Während die zirka 70 Omas und Opas an ihren Tischen sitzen, stehen in einem Nachbarraum die drei- bis fünfjährigen Jungen und Mädchen aus der Bienchen-, Bambini- und Zwergengruppe, auf ihren Auftritt. Letzte Instruktionen von den Erzieherinnen und es geht los: Die Kinder gehen in den „Festsaal“. Während sie ihren Großeltern zuwinken und einige Kinder „Oma! Oma!“ rufen, nehmen sie auf der kleinen Bühne Aufstellung.

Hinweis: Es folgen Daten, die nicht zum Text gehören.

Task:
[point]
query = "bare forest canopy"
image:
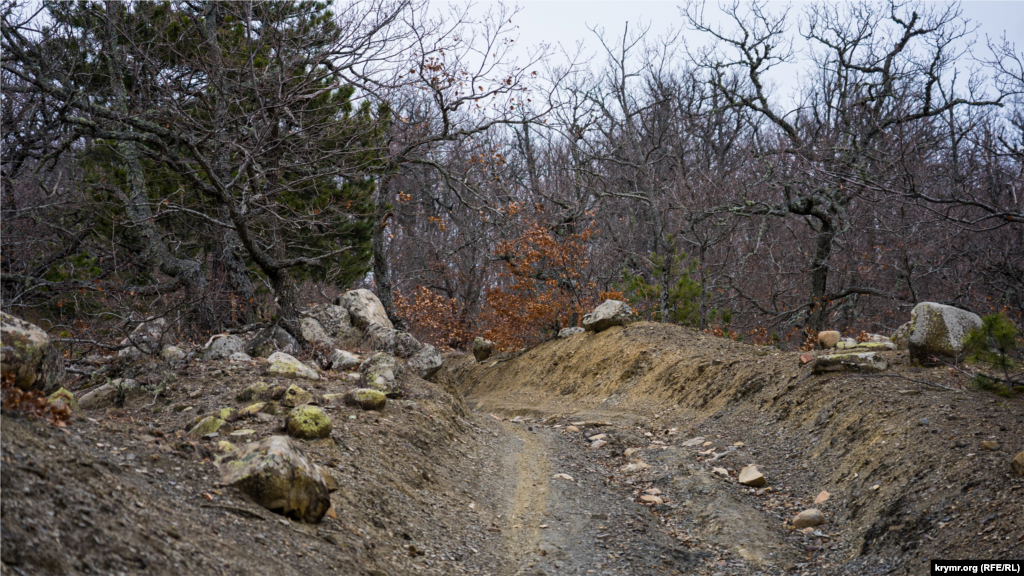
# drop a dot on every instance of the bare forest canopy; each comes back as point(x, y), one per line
point(223, 163)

Erzieherin Birgit Ewert begrüßt alle Gäste und lässt sie wissen „dass sich alle Jungen und Mädchen freuen, dass so viele Omas und Opas gekommen sind“. Die Kinder hätten fleißig geübt und seien ganz aufgeregt. Mit Liedern und Gedichten geben sie einen Einblick in den Kita-Alltag.

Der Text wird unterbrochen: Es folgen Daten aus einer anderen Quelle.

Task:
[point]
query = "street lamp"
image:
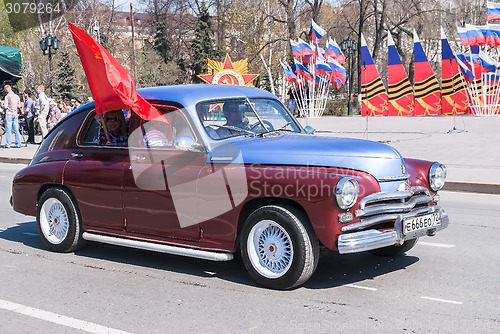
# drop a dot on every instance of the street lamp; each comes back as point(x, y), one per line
point(49, 45)
point(349, 47)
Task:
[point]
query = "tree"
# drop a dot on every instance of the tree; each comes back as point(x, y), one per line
point(65, 84)
point(161, 43)
point(202, 46)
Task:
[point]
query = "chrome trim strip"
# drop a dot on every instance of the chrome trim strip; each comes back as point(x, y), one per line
point(387, 196)
point(401, 207)
point(373, 239)
point(364, 223)
point(175, 250)
point(394, 178)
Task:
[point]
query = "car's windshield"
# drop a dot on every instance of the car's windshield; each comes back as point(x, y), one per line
point(245, 117)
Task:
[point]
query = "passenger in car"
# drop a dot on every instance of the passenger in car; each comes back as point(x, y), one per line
point(114, 129)
point(156, 133)
point(235, 117)
point(202, 115)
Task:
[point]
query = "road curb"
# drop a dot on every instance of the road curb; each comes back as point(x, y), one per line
point(480, 188)
point(9, 160)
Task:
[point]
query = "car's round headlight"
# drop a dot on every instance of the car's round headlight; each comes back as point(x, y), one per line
point(346, 192)
point(437, 176)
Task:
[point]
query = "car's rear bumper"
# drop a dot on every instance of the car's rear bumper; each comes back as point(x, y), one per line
point(372, 239)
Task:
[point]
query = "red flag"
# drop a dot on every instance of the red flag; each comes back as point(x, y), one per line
point(111, 85)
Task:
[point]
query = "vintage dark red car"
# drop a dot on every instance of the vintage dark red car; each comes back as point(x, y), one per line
point(227, 170)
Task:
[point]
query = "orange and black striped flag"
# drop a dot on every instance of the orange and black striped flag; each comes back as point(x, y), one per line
point(426, 87)
point(374, 100)
point(453, 91)
point(399, 89)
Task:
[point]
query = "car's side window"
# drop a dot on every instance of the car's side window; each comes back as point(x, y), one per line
point(92, 133)
point(171, 132)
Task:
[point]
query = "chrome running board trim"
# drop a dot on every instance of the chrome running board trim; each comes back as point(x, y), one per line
point(175, 250)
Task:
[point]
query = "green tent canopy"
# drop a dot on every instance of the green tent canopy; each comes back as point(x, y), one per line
point(10, 64)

Die Großeltern sind begeistert. Seit fünf Jahren ist Ines Schomacher beim jährlichen Oma-und-Opa-Tag dabei. Ihr Enkelsohn Finn „ist hier in guten Händen“. Ihr gefällt die gesamte Gestaltung. „Es ist so schön, wie die Kinder singen und dass man mit ihnen sich die Einrichtung ansehen und gemeinsam spielen kann.“

Auch Helmut Schröder, dessen Enkelin das „Knirpsenland“ besucht, findet den Oma-Opa-Tag „sehr schön“. Mit seinem Fotoapperat hält er die Höhepunkte fest. Doch bevor gegessen und gespielt wird, bekommen die Großeltern Urkunden „für die liebste Oma und den liebsten Opa“ überreicht. Diese haben sie gemeinsam mit ihren Eltern zu Hause gestaltet. Ebenso haben die Eltern das bunte Frühstücksbufett gestaltet. „Auf diese Weise sagen sie ihren Eltern Danke für die Unterstützung“, sagt Claudia Zickel. Zur Erinnerung an diesen besonderen Tag werden in der Foto-Ecke Fotos gemacht.

Die Großeltern kommen nicht nur aus Perleberg und Umgebung, sondern auch aus Berlin und in diesem Jahr auch aus dem Kosovo und Tschechien. Doch leider erkrankte der Enkelsohn der tschechischen Oma, so dass sie ihn zu Hause betreute. Sichtlich wohl fühlte sich die Oma aus dem Kosovo bei ihren Enkeln Deon und Rubina.

Gegen 10.30 Uhr ist der Oma-und-Opa-Tag 2017 in der Kita vorbei. Doch viele Großeltern nehmen ihre Enkel mit und dieser besondere Tag findet zu Hause seine Fortsetzung.